Aldığın bir somun ekmek. Sininin üstünde zeytin, peynir, yumurta. Somun ekmeğin kokusu başını döndürüyor. Midenin kazındığını hissediyorsun. O sininin üstündeki tüm nesnelerin belli süreçlerden geçerek geldiğini düşünmeden açlığını bastırmak için atıştırıyorsun. Fırından aldığın o ekmek ile süreci başlattığından habersiz karnını doyuruyorsun.

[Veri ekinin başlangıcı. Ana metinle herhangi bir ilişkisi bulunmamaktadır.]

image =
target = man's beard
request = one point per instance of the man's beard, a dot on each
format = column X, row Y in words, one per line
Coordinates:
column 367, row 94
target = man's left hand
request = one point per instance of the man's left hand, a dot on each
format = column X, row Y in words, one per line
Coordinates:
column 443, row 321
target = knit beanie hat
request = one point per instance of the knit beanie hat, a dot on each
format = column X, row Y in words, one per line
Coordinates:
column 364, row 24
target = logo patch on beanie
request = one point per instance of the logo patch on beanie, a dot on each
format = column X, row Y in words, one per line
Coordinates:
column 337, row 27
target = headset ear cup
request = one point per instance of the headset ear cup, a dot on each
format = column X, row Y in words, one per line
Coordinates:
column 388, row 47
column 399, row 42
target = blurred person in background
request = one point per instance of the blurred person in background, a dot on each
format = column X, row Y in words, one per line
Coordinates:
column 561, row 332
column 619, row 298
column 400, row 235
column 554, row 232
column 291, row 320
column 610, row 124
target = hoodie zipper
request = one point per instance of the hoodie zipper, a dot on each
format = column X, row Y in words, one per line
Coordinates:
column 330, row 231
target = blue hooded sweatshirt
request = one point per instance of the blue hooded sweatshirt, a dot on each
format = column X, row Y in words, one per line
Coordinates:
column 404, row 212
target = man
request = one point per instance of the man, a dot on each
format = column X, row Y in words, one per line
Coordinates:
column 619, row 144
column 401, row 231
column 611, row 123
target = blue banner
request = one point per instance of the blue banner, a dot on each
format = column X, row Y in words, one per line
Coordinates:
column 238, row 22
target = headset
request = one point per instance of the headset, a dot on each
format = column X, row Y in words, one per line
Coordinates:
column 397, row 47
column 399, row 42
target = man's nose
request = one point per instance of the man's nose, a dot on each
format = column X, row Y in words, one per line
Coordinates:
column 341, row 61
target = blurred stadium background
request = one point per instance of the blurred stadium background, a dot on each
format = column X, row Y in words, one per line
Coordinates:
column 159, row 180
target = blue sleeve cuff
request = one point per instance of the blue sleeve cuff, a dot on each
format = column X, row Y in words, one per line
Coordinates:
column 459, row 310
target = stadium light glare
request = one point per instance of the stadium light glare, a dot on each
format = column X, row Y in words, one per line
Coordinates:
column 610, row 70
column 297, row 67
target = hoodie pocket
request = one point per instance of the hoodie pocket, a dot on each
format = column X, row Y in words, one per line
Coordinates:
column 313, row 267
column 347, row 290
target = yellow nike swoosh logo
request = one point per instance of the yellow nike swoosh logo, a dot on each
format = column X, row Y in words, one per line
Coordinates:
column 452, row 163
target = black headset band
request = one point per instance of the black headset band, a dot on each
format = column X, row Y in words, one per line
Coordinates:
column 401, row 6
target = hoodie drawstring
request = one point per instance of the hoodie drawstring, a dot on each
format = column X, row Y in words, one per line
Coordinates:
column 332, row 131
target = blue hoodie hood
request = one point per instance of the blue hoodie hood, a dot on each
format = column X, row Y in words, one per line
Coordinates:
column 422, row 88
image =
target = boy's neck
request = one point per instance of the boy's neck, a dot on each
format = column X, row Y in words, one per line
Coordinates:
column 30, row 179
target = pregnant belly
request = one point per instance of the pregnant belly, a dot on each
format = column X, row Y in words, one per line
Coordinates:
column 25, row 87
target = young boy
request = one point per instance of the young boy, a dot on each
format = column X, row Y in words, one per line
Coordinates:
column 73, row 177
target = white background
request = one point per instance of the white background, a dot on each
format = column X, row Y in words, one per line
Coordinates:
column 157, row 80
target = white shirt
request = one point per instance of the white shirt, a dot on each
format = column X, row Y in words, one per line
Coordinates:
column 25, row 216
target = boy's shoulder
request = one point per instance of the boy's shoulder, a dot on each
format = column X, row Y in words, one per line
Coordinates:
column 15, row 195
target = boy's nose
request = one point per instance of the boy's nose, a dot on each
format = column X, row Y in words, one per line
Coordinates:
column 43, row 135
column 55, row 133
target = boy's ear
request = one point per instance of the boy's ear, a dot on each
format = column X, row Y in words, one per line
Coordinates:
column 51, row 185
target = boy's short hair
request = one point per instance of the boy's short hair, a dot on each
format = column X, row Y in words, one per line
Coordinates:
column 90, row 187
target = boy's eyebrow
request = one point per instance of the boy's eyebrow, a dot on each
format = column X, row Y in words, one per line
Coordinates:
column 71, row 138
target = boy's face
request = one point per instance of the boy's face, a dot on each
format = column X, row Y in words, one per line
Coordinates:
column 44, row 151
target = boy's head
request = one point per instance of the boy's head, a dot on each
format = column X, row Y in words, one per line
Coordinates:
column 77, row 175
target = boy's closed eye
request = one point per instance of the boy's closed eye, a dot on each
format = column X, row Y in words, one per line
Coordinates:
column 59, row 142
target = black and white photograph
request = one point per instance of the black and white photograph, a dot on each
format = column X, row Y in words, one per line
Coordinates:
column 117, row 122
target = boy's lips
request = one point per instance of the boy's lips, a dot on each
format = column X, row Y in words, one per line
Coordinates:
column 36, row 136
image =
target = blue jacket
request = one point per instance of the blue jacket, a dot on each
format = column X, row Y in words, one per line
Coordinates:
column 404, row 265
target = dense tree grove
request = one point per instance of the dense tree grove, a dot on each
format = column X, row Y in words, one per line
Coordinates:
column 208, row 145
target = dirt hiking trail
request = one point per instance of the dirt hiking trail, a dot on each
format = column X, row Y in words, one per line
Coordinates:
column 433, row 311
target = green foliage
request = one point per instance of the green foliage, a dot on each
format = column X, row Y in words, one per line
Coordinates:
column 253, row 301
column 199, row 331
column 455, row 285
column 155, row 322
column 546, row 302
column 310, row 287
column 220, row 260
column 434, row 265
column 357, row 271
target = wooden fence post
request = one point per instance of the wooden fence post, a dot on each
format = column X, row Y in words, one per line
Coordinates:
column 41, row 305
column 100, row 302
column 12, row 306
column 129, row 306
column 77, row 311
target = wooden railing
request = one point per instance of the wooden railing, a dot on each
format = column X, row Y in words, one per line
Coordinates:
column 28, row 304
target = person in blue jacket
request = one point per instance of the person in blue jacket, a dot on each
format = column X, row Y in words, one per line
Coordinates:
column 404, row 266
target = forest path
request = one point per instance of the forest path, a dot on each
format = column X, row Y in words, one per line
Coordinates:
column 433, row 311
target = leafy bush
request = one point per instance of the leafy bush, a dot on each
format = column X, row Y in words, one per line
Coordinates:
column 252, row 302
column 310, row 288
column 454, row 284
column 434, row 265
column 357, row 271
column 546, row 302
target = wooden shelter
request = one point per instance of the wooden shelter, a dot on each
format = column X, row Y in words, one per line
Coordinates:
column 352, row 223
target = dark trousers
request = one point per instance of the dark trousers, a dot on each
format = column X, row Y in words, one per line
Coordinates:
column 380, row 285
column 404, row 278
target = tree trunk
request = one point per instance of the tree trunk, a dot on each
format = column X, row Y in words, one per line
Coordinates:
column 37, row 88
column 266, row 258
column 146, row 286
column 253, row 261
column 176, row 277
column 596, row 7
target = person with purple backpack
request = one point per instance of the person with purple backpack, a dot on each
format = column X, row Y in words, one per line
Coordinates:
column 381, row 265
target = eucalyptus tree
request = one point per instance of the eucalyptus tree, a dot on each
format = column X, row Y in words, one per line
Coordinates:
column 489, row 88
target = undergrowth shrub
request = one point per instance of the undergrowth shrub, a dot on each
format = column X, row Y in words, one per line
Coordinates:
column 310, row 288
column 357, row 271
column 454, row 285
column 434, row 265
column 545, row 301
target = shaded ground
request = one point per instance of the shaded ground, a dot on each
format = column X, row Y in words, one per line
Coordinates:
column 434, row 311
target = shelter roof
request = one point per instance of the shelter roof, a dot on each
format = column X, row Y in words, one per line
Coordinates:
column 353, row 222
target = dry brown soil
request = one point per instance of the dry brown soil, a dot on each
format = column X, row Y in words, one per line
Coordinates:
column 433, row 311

Fırıncı mayayı, suyu ve unu karıyor öncesinde. Hamur ediyor sonra o hamura şeklini verip harlı odun ateşinde pişiriyor. Zordur yaz gününde ateşin başında ekmek pişirmek. Beyaz mendili boynuna asılı. Ucuyla alnını siler. Gözlerine girer yine de ter. Hem ateşten hem terden yanar gözleri. Sonunda piştiğine kanaat ettiği vakit, küreği ile dalar fırına. Ellerinin yanmasına aldırmadan -ya da hissetmez nasırlaşmış ellerinin yandığını- o sıcak ekmekleri kasalara doldurur. O sırada kamyonet yaklaşır fırına. Yeni un çuvalları taşınır arka tarafa. Boşalmış çuvallar yerden alınırken gözenekler arasındaki unlar israf olmasın diye tepsiye dökülür. Tüm un çuvalları fırınlara teslim edilmiştir. Boş kamyonlar fabrikaya döndüğünde başka kamyonlar buğday pazarından yüklerini alıp dönmüştür. Silolara gelir. Hamallar buğdayı boşaltırken yüzlerinde poşu, akıllarında akşam çayı, gidilecek düğün, çekilecek halay ve olursa akşam serinliği… Buğdayı boşaltan damperli kamyonlar gerisingeri dönerler buğday pazarına. Simsarlar ile köylüler sıkı pazarlıktadır. Sonunda el sıkıştıklarında köylü üzgün ya da sevinçli her halükarda düşünceli gelecekteki hasat için. Ardından samanlar balyalar halinde depolara taşınmış sonbaharda tarlayı sürmek için yağmur bekleyişi başlamıştır. Su ise yorgundur dönmekten, naz eder bazen. Sürekli peşinde olan çiftçiden haz etmez gibidir. Kuru tepelere gider; denizlere, şehirlere yağar ama toprağı sürmek için bekleyen çiftçiye uzun süre uğramaz. Yükünü doldurur nehirlerden, barajlardan, yıkanan çamaşırlardan dahi yıkanan saçlardan. Yeryüzünü dolaşır, sonunda da duyarsız kalamaz ya da yükü ağırlaşmıştır. Taşıyacak mecali kalmamıştır, sebebi bilinmez. İnadından vazgeçer, toprağa düşer. Çiftçi gözlerini yumar, sonunda nefesini bırakır. Toprağın yeşermesiyle birlikte sürer toprağını.
Ekmeğin döngüsüdür bu. Çileli bir süreçtir. Hesaplaşmadır, isyandır, kavgadır. Bu döngü aynı zamanda yazarın da döngüsüdür. Çetrefilli süreçlerden geçer. Arbede çıkarır, en sonunda yana yana verir mahsulünü.